Here, have a look at this post: https://ludeon.com/forums/index.php?topic=21877.0

That's all I could find tho
My mods

If 666 is evil, does that make 25.8069758011 the root of all evil?

lperkins2

I do.  It was a bit of a pain to set up, the other forum thread, and blog post it references is, are not the way to go about it.  There are two basic ways to do it that seem to actually work. 

First is debootstrap and chroot, if you don't want to fiddle, and don't mind the disk space debootstrap uses, set up a debian stable chroot and grab the old mono and monodevelop packages.  Of course, eventually even debian stable won't have those available anymore.  Plus doing your development inside a chroot is a bit of a pain.

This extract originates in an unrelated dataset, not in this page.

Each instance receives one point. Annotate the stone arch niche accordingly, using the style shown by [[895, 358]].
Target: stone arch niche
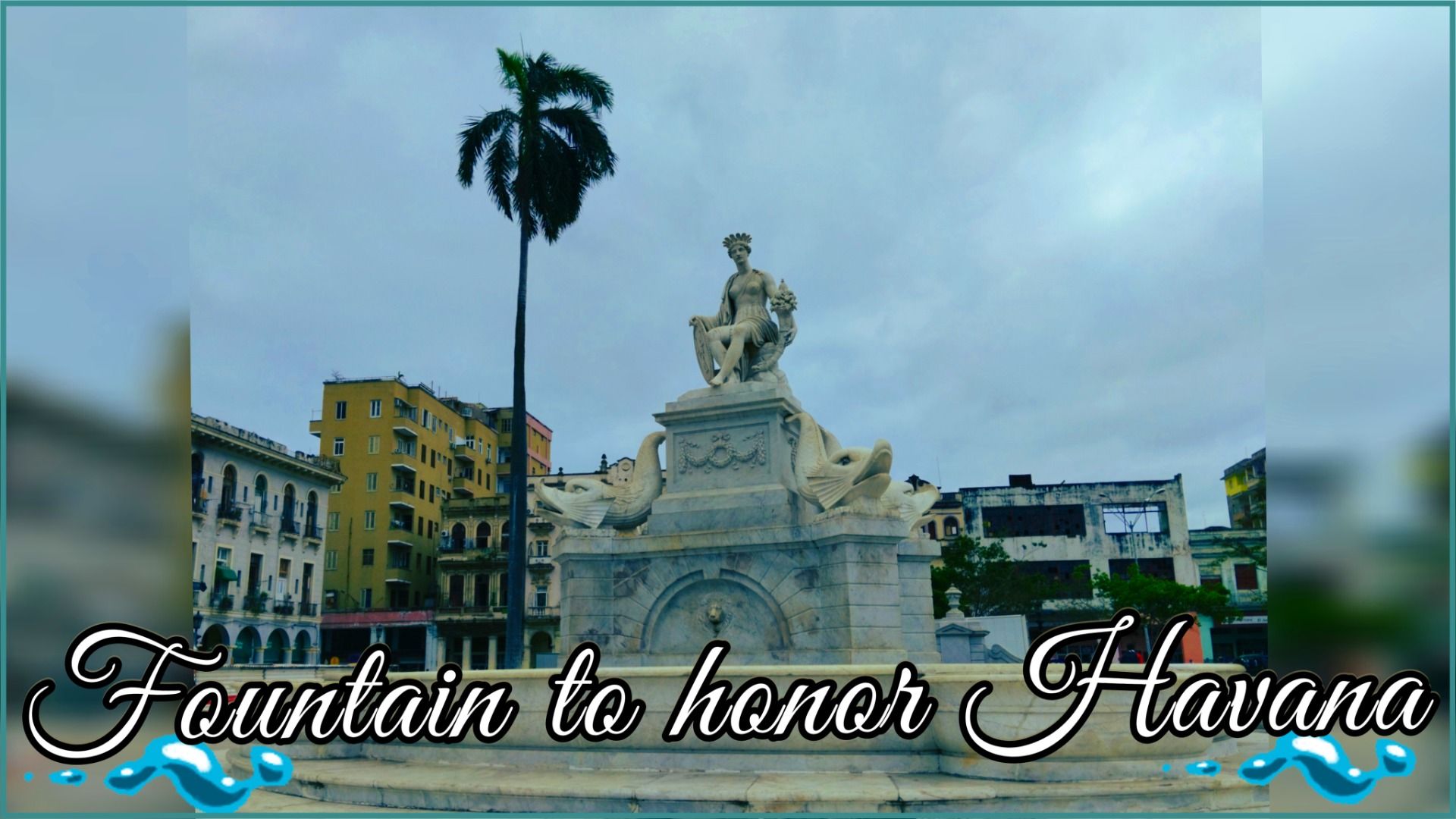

The second way is to install the latest greatest version of mono and monodevelop.  Of course, you can't get it to compile mods happily, and even if you force it to, the mods can't be loaded by rimworld.  The reason is that you can't set the target level to 3.5, because mono no longer supports 3.5.  There is a solution, at least on most distributions: the dotnet reference assemblies.  They are stubs for the dotnet3.5 system libraries, sorta like c++ header files, they don't actually contain any program logic, but they are enough for mcs to compile stuff.  dev-dotnet/referenceassemblies-pcl is the package name on gentoo (in the dotnet overlay), but obviously the name will be slightly different based on distro.

Once they are installed, you should be able to tell monodevelop to target dotnet3.5 and things should just work.  Jetbrains rider is another option, you can get a free 30 day trial with it, and it seems to work okay, but it is about as bad as monodevelop.  Mostly I use mcs directly and GNU make. 

notfood

Find mono 3.12.1 for your distribution or compile it yourself.